1. Don’t scrutinize your child's mistakes
As much as we strive to be perfect, we are only human. We are all prone to making mistakes, and so are your children. What’s critical is that they learn and improve from their mistakes. That means helping your child to progress from “I left the last question blank because I didn't have time to study for it ” to “I’ll plan my revision schedule better to cover all the tested topics”. While every mark does matter, it is counterproductive to only focus on mistakes that cannot be undone. Placing greater emphasis on improvements will also encourage your child to face their mistakes better.
2. Don’t say “I told you so”
Though it may be tempting to right their wrongs by saying “I’m right, you’re wrong”, this is often a negative comment that children do not take well to. As a parent, you are naturally on your child’s team. If they receive poor grades because they skived off, use this as an opportunity to teach them a lesson on cause-and-effect. Help them make the connection between their actions (being unprepared for exams) and the direct results (poor grades). Do say “So you discovered the consequences of your actions”. That puts the spotlight on the process of your child learning from their mistakes, and not only on them being in the wrong. The best lessons are, after all, learnt from failure.
"Do not judge me by my successes, judge me by how many times I fell down and got back up again." Nelson Mandela
3. Do be supportive
Things may not always happen as planned. Despite putting in their best efforts for the exam, your child may still perform less than satisfactory. Your encouragement and support are crucial in helping them maintain a healthy state of mind. Reassure your child that their diligence is not futile but may just be misplaced. This prevents them from associating their hard work to pointlessness.

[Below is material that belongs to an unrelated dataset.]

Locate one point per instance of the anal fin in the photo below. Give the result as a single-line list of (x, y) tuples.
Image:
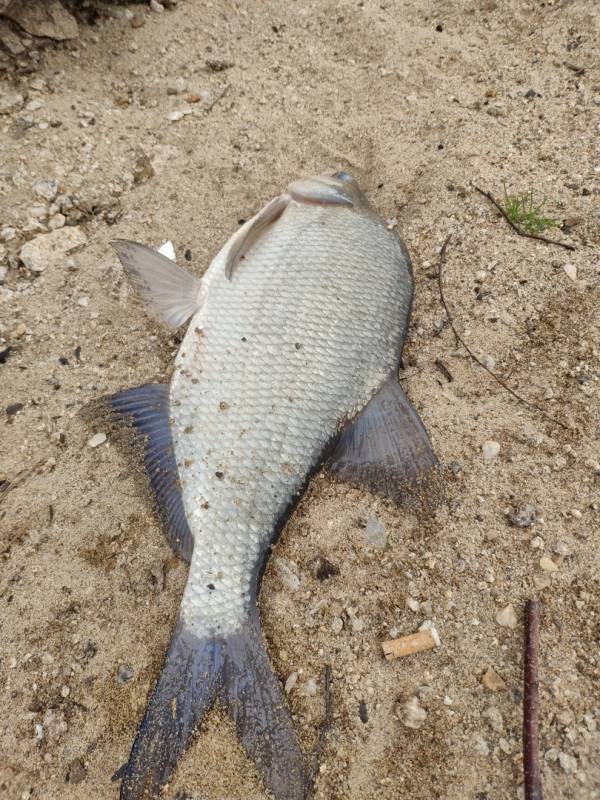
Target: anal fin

4. Do craft the next steps
If you can change something, don’t worry about it. If you can’t change something, why worry about it? The grades on the exam script can no longer be adjusted. What can be adjusted, is your child’s mindset and attitude. Reserve your time and energy for productive changes. Moving forward, discuss with your child their potential new goals. It could be to revise or re-study concepts that they are weak in. Or it could be to experiment new techniques that help them study efficiently. Most importantly, craft a plan with realistic steps to achieve your child’s goal before the next exam season.
Each exam season is not only a test of your child’s knowledge, but it also reflects your child’s ability to learn from his or her past struggles. Communicating improvements with your child post exams can take away the stress and fear of exams, thereby building their confidence for the next exam. It is never too early to have the end in mind.